“We’ve got a wall. Why not paint a mural on it?” said Sonja Harris, director of company development and co-owner of Conifer Communications.
That was the initial thinking behind a current colorful mural project being painted on a retaining wall at the San Andreas company’s main office. Harris and other project coordinators wanted to promote various aspects of the community, while incorporating the help of student artists.
“One of things we really wanted to do is … we wanted to promote our local flora and do something fun, but as we were talking about it, we got the idea of the power of words,” Harris said. “We came up with the word ‘welcome,’ and we’ve put it in different languages across the mural.”
Drivers and others heading south on Highway 49 will be ‘welcomed’ in English, Spanish, Italian, Chinese and Dutch. Originally, they were going to use German instead of Dutch, but the translation proved to be too long. Harris said they wanted to use the languages to pay homage to the settlers of the area.
Property owner Zerrall McDaniel was onboard with the project, so Harris reached out to Kathy Mazzaferro, executive director of the Calaveras County Arts Council about a year ago to brainstorm on the next step. Knowing they wanted to enlist students, they reached out to Devon York, the art teacher at Calaveras High School. Students Emma Hohn, Summer Cummings, Sarah Araujo and Elizabeth Metzger were brought onboard to paint the stretch of wall that runs along Conifer’s parking lot.
To oversee the project, veteran mural painter and retired teacher Dusty Dustyn volunteered her services. One of Dustyn’s past murals can be seen directly across the intersection from the new mural on the side of the building housing the Calaveras County Chamber of Commerce.

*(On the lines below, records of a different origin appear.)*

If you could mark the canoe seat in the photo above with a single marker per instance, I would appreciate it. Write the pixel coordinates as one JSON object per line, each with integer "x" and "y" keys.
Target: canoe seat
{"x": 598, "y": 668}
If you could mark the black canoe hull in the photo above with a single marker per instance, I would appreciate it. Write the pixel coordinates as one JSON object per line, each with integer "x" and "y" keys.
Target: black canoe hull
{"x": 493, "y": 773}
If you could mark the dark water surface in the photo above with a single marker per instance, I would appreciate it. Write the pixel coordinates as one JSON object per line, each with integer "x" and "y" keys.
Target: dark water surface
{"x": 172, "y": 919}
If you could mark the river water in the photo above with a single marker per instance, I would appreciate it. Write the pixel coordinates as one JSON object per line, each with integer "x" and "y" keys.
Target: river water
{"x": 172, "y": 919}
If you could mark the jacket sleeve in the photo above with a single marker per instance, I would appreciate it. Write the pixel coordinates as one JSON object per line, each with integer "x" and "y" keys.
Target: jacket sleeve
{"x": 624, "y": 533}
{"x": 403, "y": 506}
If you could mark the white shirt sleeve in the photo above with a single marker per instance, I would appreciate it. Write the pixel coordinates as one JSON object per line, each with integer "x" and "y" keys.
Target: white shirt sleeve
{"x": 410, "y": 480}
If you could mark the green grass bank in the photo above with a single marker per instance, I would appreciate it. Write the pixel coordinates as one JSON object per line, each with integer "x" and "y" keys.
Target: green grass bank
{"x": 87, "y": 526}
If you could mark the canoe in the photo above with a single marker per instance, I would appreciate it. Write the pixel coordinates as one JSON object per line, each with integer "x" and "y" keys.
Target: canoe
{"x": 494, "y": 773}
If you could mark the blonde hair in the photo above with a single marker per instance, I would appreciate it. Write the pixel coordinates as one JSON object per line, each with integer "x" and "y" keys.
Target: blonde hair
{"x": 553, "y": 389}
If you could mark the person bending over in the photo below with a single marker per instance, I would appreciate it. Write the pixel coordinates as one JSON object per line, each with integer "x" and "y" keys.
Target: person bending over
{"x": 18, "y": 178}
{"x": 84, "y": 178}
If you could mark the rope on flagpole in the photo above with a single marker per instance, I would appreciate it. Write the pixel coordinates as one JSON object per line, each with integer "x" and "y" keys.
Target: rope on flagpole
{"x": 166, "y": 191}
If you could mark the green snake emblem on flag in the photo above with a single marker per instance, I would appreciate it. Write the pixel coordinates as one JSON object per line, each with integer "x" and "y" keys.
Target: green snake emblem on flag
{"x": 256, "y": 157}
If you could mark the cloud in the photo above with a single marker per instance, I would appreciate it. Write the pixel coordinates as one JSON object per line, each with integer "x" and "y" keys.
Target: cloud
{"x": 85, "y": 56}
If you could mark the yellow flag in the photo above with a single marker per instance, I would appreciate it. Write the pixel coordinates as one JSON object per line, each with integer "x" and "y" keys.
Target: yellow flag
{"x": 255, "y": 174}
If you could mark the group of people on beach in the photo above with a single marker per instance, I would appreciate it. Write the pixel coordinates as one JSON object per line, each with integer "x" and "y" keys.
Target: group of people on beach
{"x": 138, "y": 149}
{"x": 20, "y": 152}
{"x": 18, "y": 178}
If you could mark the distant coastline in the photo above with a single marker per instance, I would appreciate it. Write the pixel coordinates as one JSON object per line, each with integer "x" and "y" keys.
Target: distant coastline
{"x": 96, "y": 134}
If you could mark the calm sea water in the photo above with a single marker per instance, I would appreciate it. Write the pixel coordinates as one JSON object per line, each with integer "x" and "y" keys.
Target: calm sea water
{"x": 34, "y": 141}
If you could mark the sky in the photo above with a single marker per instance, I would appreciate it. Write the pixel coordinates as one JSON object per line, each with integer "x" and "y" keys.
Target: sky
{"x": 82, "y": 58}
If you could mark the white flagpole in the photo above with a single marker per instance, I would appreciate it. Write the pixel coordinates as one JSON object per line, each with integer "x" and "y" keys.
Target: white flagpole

“I’ve just done what projects kind of come my way, and Toyon Middle School keeps me pretty busy in the spring because they like to do campus beautification,” Dustyn said. “They have about six new murals that have just been mounted.”
The recent adverse weather has been a deterrent to completing the mural, but the crew is dedicated to finishing before Calaveras High School holds graduation on June 6 next week.
“Our May showers have had some control over the timeline and space in a way we haven’t expected,” Harris said.
Mural projects also offer students something more to add to their portfolios, Dustyn said.
“The nice part of working on a mural is that you get to work with kids practically one on one,” Dustyn said. “They realize that not only does it feed their soul, but it’s essentially a job opportunity. There are sign-painting and mural jobs that are out there. A computer will never paint a mural.”
The students are juniors at the nearby high school, and will have an opportunity to work on even more projects in their senior year.
“I feel like I’m actually demonstrating my artist ability to the community,” said Hohn, 17, of Valley Springs. “I really appreciate it when other people like my hard work, and it makes me feel better about my skills.”
“I’ve just always wanted to do murals since I was a kid,” said Cummings, 17, also of Valley Springs. “Now that I’m actually having a chance to do one, I’m having a lot of fun.”
Funds for the project were derived in part from Conifer Communications with a matching grant from the Calaveras Arts Council, totaling $500, which is going toward materials.
“We could not have done that if we hadn’t had the full understanding and cooperation of Zerrall McDaniel,” Mazzaferro said. “And we’re hoping that this will be the first of many, so people need to start watching because you never know where they’re going to pop up all over San Andreas.”
Dustyn said the project is ultimately more than just painting a wall for the students.
“They are filling their souls with a paintbrush,” Dustyn said. “They can’t get that by working on their tablets.”